Insurance Regulations Prohibit an Insurer From Just Standing By Its Repair Estimate When An Insured’s Estimate Demonstrates the Cost to Repair Is More – Another California Practice Tip

Victor Jacobellis | Property Insurance Coverage Law Blog | September 21, 2019

In California, the moment an insured obtains a repair estimate that exceeds the insurer’s estimate, the insurer must either pay the difference or adjust its original estimate. This rule is set forth in the Fair Claims Settlement Practices Act, 10 Cal. Code Regs. § 2695.9(d). Generally, whenever anyone makes an insurance claim, the insurance company will create a scope of work to repair the damaged property and an estimate of what that cost to repair is. The insurer’s estimate does not atomically mean that is the amount of the claim. An insured has the right to get his or her own estimate and the insurer is required to consider that estimate.

The Fair Claims Settlement Practices Act states:

If the claimant subsequently contends, based upon a written estimate which he or she obtains, that necessary repairs will exceed the written estimate prepared by or for the insurer, the insurer shall:

(1) pay the difference between its written estimate and a higher estimate obtained by the claimant; or,

(2) if requested by the claimant, promptly provide the claimant with the name of at least one repair individual or entity that will make the repairs for the amount of the written estimate. The insurer shall cause the damaged property to be restored to no less than its condition prior to the loss and which will allow for repairs in a manner which meets accepted trade standards for good and workmanlike construction at no additional cost to the claimant other than as stated in the policy or as otherwise allowed by these regulations; or,

(3) reasonably adjust any written estimates prepared by the repair individual or entity of the insured’s choice and provide a copy of the adjusted estimate to the claimant.

The insurer has three options: (1) pay the insured’s estimate; (2) negotiate with the insured to rectify the insurer’s and the insured’s estimate or (3) provide a vendor that will make repairs for the amount of the insurer’s estimate. It is important to note that if the insurer recommends a vendor to perform the repairs, it essentially must guaranty that vendor’s work. Thus, the insurance company will undertake an obligation above and beyond its original policy duties.

Whenever an insurer prepares its own estimate there are additional rules imposed on the insurer:

  • The insurer shall supply the claimant with a copy of each document upon which the settlement is based.
  • The estimate prepared by or for the insurer shall be in accordance with applicable policy provisions, of an amount which will restore the damaged property to no less than its condition prior to the loss
  • The estimate must allow for repairs to be made in a manner which meets accepted trade standards for good and workmanlike construction.
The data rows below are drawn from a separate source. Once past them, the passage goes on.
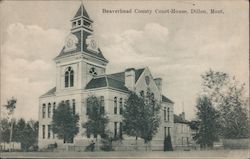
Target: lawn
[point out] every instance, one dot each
(214, 154)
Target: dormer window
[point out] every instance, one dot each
(69, 77)
(87, 24)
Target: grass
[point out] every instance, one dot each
(212, 154)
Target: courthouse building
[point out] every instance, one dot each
(81, 72)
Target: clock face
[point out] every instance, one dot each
(92, 71)
(70, 43)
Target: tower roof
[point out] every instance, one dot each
(81, 12)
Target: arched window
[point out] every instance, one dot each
(69, 77)
(73, 106)
(142, 93)
(165, 114)
(54, 107)
(66, 79)
(115, 105)
(168, 115)
(49, 110)
(44, 111)
(102, 105)
(120, 106)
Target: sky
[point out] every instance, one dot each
(177, 47)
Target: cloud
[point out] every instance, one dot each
(27, 66)
(179, 56)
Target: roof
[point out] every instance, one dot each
(115, 80)
(179, 119)
(50, 92)
(121, 75)
(81, 12)
(82, 44)
(106, 82)
(165, 99)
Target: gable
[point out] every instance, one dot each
(142, 85)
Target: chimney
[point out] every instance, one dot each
(158, 82)
(130, 78)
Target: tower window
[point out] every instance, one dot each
(79, 22)
(165, 114)
(73, 106)
(120, 130)
(87, 24)
(168, 115)
(54, 107)
(44, 111)
(74, 24)
(121, 108)
(115, 129)
(102, 105)
(49, 110)
(49, 129)
(43, 131)
(115, 105)
(165, 131)
(142, 93)
(69, 77)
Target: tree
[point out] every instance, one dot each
(97, 120)
(5, 130)
(141, 116)
(207, 118)
(65, 122)
(227, 95)
(10, 106)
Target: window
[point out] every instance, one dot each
(88, 106)
(87, 24)
(79, 22)
(43, 131)
(74, 24)
(67, 102)
(120, 130)
(49, 110)
(44, 111)
(49, 129)
(165, 131)
(54, 107)
(168, 115)
(115, 105)
(69, 77)
(66, 80)
(73, 106)
(121, 108)
(102, 105)
(165, 114)
(115, 129)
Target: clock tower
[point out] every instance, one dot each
(80, 59)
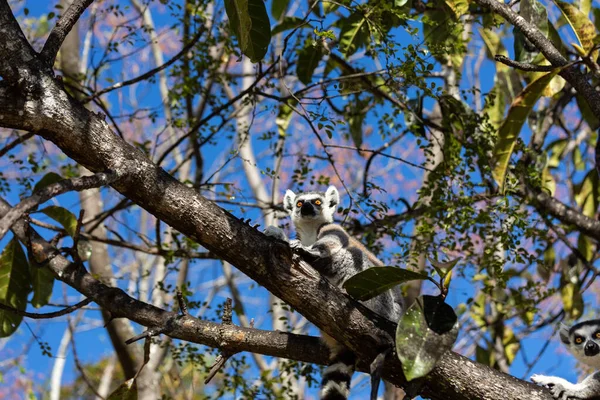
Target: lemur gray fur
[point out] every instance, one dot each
(583, 341)
(337, 256)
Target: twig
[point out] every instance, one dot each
(62, 29)
(53, 314)
(523, 66)
(148, 74)
(224, 356)
(52, 190)
(216, 112)
(181, 302)
(15, 143)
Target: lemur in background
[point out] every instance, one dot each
(583, 341)
(339, 256)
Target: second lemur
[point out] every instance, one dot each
(583, 341)
(339, 256)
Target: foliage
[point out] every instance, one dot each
(443, 153)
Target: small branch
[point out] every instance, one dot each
(225, 355)
(217, 111)
(78, 184)
(54, 314)
(148, 74)
(62, 29)
(523, 66)
(15, 143)
(181, 302)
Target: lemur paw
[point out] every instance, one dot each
(555, 386)
(296, 244)
(276, 232)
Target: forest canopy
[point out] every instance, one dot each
(146, 145)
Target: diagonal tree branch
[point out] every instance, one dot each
(62, 29)
(531, 32)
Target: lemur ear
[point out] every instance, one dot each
(332, 197)
(288, 201)
(564, 333)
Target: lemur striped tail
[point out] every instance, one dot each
(336, 377)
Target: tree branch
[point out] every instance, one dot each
(150, 73)
(15, 50)
(455, 377)
(55, 189)
(54, 314)
(62, 29)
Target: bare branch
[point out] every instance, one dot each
(53, 314)
(62, 29)
(15, 143)
(523, 66)
(85, 182)
(15, 50)
(150, 73)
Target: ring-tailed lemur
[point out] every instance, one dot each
(583, 341)
(338, 256)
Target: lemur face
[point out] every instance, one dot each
(313, 207)
(583, 341)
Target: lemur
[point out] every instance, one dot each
(338, 257)
(583, 341)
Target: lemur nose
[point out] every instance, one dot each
(591, 349)
(307, 209)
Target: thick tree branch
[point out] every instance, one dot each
(62, 29)
(455, 377)
(548, 205)
(531, 32)
(54, 314)
(46, 109)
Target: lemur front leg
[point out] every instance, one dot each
(276, 232)
(565, 390)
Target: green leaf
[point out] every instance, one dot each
(278, 8)
(283, 118)
(308, 60)
(443, 268)
(354, 33)
(126, 391)
(290, 23)
(585, 246)
(249, 21)
(355, 125)
(511, 345)
(425, 332)
(511, 127)
(556, 151)
(14, 286)
(572, 300)
(582, 26)
(63, 217)
(443, 33)
(495, 106)
(587, 192)
(586, 112)
(42, 280)
(374, 281)
(48, 179)
(459, 7)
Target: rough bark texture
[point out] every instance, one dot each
(32, 99)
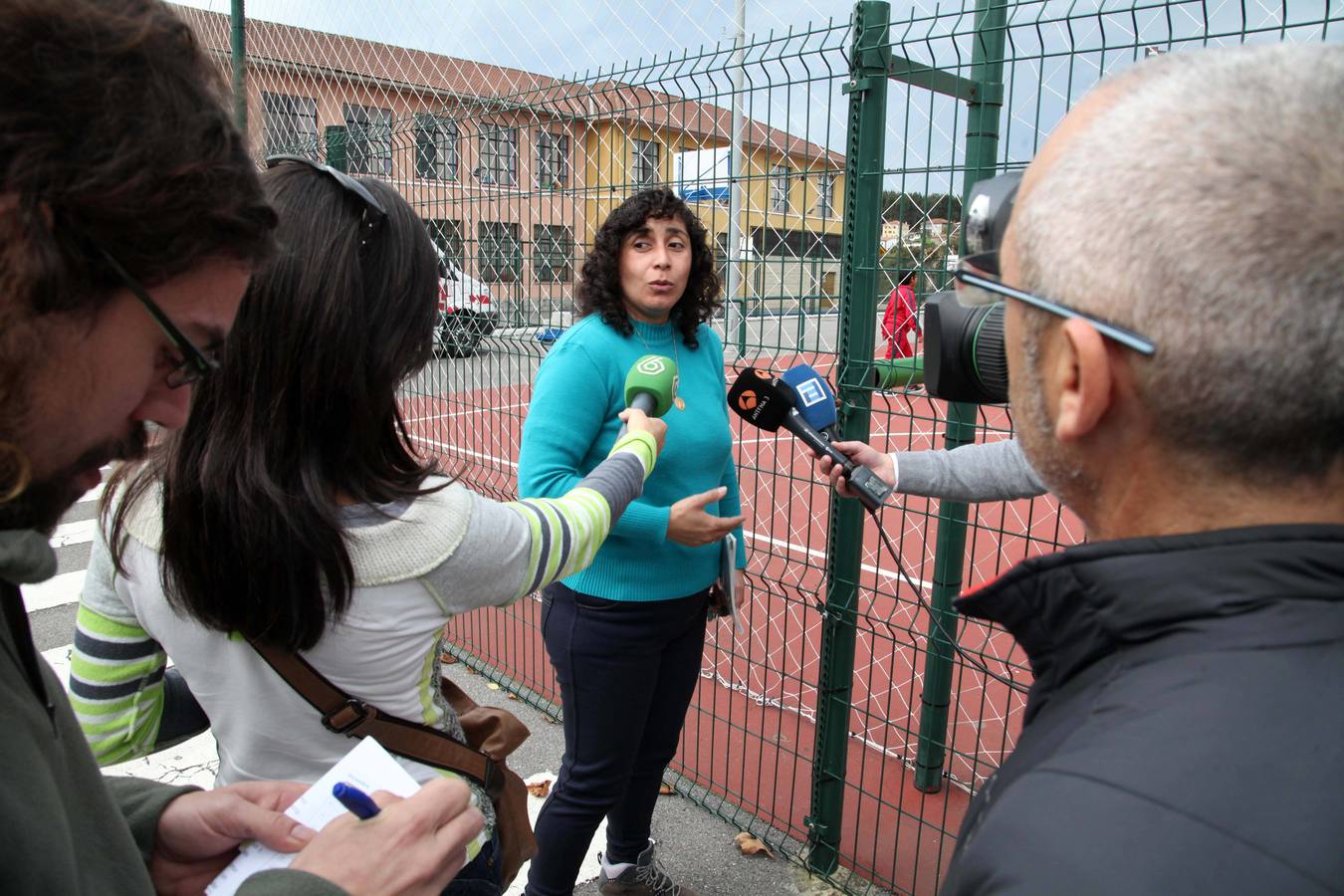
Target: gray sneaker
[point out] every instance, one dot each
(645, 877)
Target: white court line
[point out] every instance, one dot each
(468, 452)
(813, 553)
(53, 592)
(471, 410)
(80, 533)
(92, 495)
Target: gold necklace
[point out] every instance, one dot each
(676, 358)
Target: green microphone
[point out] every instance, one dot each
(651, 385)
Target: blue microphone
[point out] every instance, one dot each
(816, 402)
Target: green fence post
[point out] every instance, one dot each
(867, 89)
(951, 546)
(238, 54)
(336, 154)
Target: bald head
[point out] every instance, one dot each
(1199, 199)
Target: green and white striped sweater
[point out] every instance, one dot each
(417, 565)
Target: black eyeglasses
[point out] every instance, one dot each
(984, 289)
(373, 212)
(195, 362)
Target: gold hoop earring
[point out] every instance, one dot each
(15, 472)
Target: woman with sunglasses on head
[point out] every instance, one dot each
(626, 635)
(293, 510)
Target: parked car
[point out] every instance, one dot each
(465, 314)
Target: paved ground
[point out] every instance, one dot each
(694, 845)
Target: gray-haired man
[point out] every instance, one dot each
(1185, 726)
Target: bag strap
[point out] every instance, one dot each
(346, 715)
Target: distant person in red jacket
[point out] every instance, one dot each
(901, 326)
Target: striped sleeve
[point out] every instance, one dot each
(115, 669)
(115, 687)
(511, 550)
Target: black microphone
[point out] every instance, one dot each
(764, 400)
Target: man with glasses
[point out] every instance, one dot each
(1174, 269)
(130, 219)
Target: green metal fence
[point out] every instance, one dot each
(845, 731)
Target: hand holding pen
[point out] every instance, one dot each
(423, 838)
(355, 799)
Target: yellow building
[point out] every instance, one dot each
(515, 171)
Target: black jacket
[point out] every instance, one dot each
(1186, 729)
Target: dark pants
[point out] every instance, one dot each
(481, 876)
(626, 673)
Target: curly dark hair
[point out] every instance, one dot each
(599, 281)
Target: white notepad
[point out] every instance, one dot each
(367, 766)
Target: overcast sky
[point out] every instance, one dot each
(552, 37)
(566, 38)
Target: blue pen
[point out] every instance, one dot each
(355, 799)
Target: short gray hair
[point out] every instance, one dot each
(1205, 207)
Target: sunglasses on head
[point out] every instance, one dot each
(979, 288)
(373, 214)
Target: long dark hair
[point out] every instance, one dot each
(302, 414)
(599, 281)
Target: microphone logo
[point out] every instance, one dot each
(651, 365)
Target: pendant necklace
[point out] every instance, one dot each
(676, 358)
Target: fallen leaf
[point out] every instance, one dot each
(749, 845)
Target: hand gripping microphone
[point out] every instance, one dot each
(765, 402)
(651, 385)
(812, 396)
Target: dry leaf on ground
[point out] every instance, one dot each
(749, 845)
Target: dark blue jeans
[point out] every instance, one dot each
(626, 670)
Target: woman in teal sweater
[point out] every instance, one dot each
(626, 634)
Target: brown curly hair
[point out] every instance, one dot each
(599, 281)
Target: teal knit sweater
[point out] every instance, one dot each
(571, 425)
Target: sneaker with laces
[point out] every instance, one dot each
(645, 877)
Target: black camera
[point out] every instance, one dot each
(964, 342)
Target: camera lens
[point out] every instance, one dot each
(964, 350)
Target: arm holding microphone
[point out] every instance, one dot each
(972, 473)
(566, 425)
(769, 402)
(988, 472)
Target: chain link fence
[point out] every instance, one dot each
(828, 162)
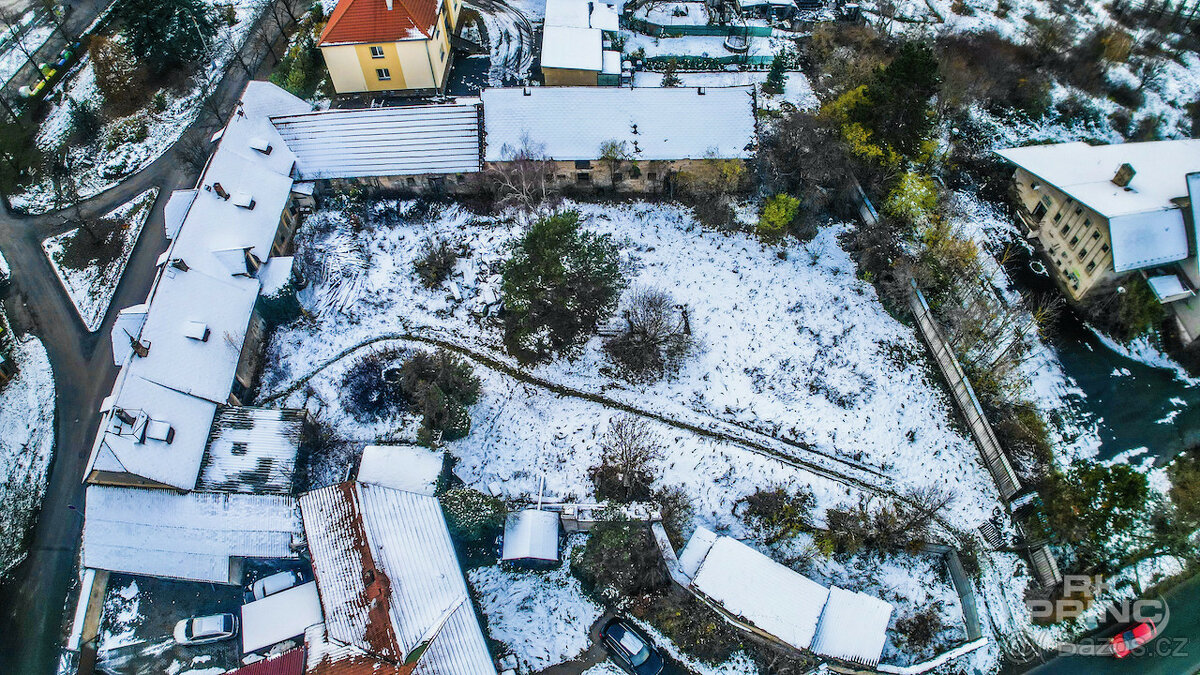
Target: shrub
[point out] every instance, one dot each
(654, 338)
(628, 452)
(473, 517)
(777, 216)
(436, 261)
(913, 198)
(619, 560)
(775, 514)
(559, 284)
(439, 386)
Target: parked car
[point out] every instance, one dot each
(203, 629)
(630, 649)
(1123, 644)
(273, 584)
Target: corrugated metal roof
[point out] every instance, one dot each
(401, 141)
(369, 542)
(184, 536)
(287, 663)
(252, 451)
(571, 123)
(358, 22)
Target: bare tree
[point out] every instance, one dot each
(523, 177)
(654, 338)
(627, 453)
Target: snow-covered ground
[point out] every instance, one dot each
(27, 444)
(797, 89)
(543, 616)
(91, 288)
(12, 52)
(114, 154)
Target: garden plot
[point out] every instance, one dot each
(543, 616)
(27, 444)
(797, 348)
(127, 144)
(90, 264)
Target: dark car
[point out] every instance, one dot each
(630, 649)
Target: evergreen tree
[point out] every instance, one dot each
(559, 284)
(774, 83)
(669, 76)
(897, 103)
(167, 34)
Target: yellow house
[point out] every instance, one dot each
(390, 45)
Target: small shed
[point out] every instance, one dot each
(277, 617)
(531, 537)
(412, 469)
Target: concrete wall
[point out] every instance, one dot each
(1074, 238)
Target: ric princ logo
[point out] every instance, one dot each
(1143, 621)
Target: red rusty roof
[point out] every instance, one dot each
(287, 663)
(358, 22)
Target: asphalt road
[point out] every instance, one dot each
(35, 595)
(1176, 651)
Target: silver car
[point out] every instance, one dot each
(203, 629)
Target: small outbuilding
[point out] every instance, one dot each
(531, 538)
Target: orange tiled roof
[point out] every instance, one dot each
(357, 22)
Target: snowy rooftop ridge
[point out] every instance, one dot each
(184, 536)
(1145, 220)
(784, 603)
(571, 123)
(389, 579)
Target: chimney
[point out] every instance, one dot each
(1125, 174)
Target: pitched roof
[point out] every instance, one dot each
(399, 141)
(184, 536)
(389, 579)
(252, 451)
(571, 123)
(359, 22)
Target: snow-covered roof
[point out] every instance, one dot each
(397, 141)
(389, 579)
(1168, 287)
(531, 535)
(277, 617)
(571, 123)
(139, 448)
(581, 13)
(1145, 221)
(853, 627)
(252, 451)
(403, 467)
(570, 48)
(183, 303)
(184, 536)
(763, 592)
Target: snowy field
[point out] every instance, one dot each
(112, 156)
(797, 89)
(12, 53)
(91, 288)
(792, 351)
(27, 444)
(543, 616)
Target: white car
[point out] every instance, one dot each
(203, 629)
(273, 584)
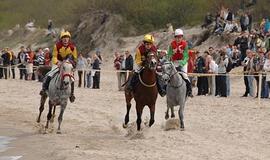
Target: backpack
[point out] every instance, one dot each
(229, 67)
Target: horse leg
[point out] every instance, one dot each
(139, 116)
(152, 115)
(60, 118)
(41, 107)
(127, 116)
(49, 115)
(181, 116)
(167, 113)
(172, 112)
(52, 119)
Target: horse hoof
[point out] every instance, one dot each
(124, 125)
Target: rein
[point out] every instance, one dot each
(146, 85)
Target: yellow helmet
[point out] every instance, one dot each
(65, 34)
(148, 38)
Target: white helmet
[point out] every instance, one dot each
(178, 32)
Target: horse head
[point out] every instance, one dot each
(168, 70)
(151, 61)
(66, 73)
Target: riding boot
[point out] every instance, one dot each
(189, 88)
(161, 87)
(72, 97)
(45, 86)
(133, 82)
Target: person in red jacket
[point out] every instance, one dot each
(178, 54)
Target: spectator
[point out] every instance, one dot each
(96, 67)
(81, 65)
(202, 82)
(228, 27)
(242, 43)
(259, 63)
(249, 25)
(47, 57)
(213, 69)
(117, 65)
(266, 67)
(244, 22)
(50, 25)
(22, 62)
(221, 87)
(30, 60)
(88, 72)
(230, 16)
(1, 65)
(99, 56)
(13, 62)
(267, 41)
(6, 61)
(207, 20)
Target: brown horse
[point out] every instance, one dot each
(145, 92)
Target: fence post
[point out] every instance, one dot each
(260, 88)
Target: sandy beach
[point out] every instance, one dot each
(216, 128)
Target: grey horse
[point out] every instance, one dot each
(58, 93)
(176, 91)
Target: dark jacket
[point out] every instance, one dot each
(96, 64)
(200, 65)
(6, 58)
(129, 63)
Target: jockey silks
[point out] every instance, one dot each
(142, 52)
(60, 52)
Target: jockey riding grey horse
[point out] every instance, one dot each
(176, 91)
(63, 49)
(59, 91)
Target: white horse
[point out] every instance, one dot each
(176, 91)
(58, 93)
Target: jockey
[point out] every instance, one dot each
(178, 54)
(62, 50)
(146, 47)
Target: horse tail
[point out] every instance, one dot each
(124, 83)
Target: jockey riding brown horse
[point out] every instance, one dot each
(145, 92)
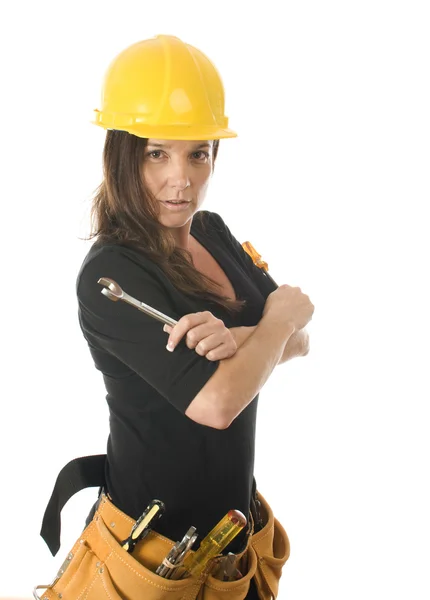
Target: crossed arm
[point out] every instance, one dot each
(297, 344)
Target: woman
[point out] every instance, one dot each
(182, 416)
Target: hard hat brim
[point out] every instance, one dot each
(173, 132)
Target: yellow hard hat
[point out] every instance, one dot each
(166, 89)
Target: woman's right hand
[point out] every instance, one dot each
(289, 303)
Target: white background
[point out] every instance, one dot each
(329, 180)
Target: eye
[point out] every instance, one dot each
(197, 155)
(154, 154)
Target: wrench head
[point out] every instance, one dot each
(112, 289)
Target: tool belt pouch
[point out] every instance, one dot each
(98, 568)
(272, 547)
(266, 553)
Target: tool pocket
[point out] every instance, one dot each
(272, 547)
(215, 589)
(100, 569)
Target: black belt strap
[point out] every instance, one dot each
(89, 471)
(78, 474)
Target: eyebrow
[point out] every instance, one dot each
(157, 145)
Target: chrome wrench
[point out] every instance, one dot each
(114, 292)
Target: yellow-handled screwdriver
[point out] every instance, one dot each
(257, 260)
(215, 542)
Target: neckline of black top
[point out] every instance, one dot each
(218, 254)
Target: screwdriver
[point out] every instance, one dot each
(257, 260)
(144, 524)
(215, 542)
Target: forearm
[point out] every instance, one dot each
(250, 367)
(296, 345)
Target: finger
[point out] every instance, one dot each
(211, 327)
(183, 325)
(221, 352)
(208, 343)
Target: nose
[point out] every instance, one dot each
(179, 178)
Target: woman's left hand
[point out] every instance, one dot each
(205, 333)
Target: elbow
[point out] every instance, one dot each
(209, 411)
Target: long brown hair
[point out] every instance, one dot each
(124, 212)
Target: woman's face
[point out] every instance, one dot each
(178, 170)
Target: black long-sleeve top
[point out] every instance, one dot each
(153, 449)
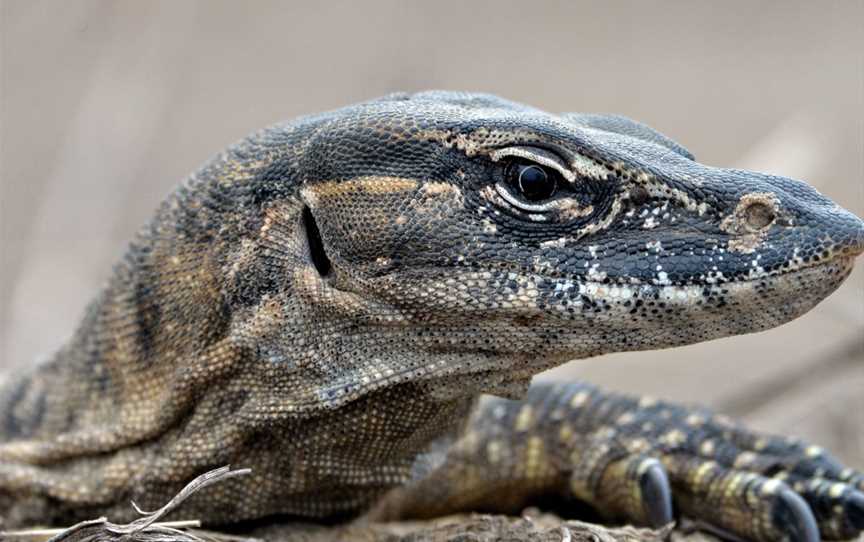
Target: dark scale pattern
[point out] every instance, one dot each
(325, 302)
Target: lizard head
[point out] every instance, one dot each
(489, 226)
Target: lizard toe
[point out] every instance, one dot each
(793, 517)
(656, 495)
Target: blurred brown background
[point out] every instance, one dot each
(106, 105)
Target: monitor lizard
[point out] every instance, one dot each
(326, 301)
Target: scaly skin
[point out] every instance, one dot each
(326, 301)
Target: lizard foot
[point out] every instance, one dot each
(639, 461)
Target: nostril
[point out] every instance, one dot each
(758, 216)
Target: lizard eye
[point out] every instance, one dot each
(533, 182)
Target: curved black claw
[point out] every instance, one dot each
(854, 509)
(656, 496)
(793, 516)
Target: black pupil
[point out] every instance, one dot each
(535, 183)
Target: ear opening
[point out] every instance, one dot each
(316, 244)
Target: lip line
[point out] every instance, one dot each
(840, 258)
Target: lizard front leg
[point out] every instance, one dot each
(630, 459)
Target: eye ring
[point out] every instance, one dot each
(533, 182)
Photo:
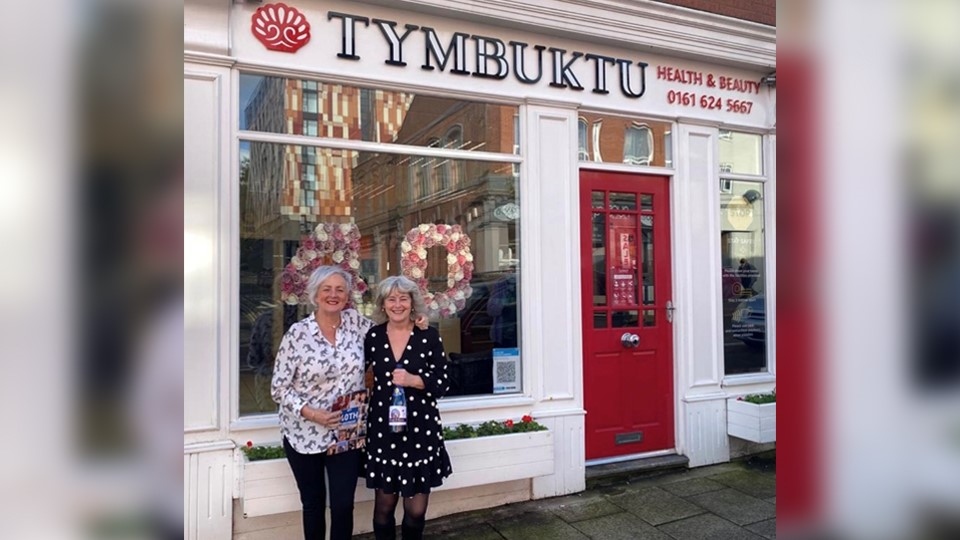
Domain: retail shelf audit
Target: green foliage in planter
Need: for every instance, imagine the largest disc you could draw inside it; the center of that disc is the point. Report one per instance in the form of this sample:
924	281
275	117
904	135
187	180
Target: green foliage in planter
760	399
491	427
258	453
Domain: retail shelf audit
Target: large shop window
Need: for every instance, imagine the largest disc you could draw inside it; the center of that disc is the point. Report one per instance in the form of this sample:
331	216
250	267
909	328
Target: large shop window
306	205
612	139
742	255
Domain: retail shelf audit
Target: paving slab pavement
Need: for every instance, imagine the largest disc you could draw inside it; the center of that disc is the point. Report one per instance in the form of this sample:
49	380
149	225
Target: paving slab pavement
728	501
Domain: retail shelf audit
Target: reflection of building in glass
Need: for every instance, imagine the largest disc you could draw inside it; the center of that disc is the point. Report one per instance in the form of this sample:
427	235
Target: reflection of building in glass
394	194
295	182
612	139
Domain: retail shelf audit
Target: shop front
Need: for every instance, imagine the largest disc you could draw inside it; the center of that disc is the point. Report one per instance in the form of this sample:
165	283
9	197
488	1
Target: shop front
590	218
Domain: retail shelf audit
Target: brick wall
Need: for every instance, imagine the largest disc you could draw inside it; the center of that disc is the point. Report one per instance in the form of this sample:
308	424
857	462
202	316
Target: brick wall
761	11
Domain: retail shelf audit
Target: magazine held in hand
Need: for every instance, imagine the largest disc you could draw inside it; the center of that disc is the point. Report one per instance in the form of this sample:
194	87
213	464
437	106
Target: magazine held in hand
352	432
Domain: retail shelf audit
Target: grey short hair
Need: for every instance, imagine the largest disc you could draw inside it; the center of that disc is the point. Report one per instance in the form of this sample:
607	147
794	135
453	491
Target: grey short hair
403	285
321	274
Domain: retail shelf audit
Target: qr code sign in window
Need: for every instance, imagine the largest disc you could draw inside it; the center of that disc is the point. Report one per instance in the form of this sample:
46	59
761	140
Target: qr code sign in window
506	372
It is important to remember all these insurer’s obligations when adjusting a clam. If an insurer does not comply with any of these duties, it should immediately be brought to the insurer’s attention. When bringing a Fair Claims Settlement Practices Act violation to an insurer’s attention, always make sure to state the regulation number. This immediately puts the insurer on notice of their bad faith behavior.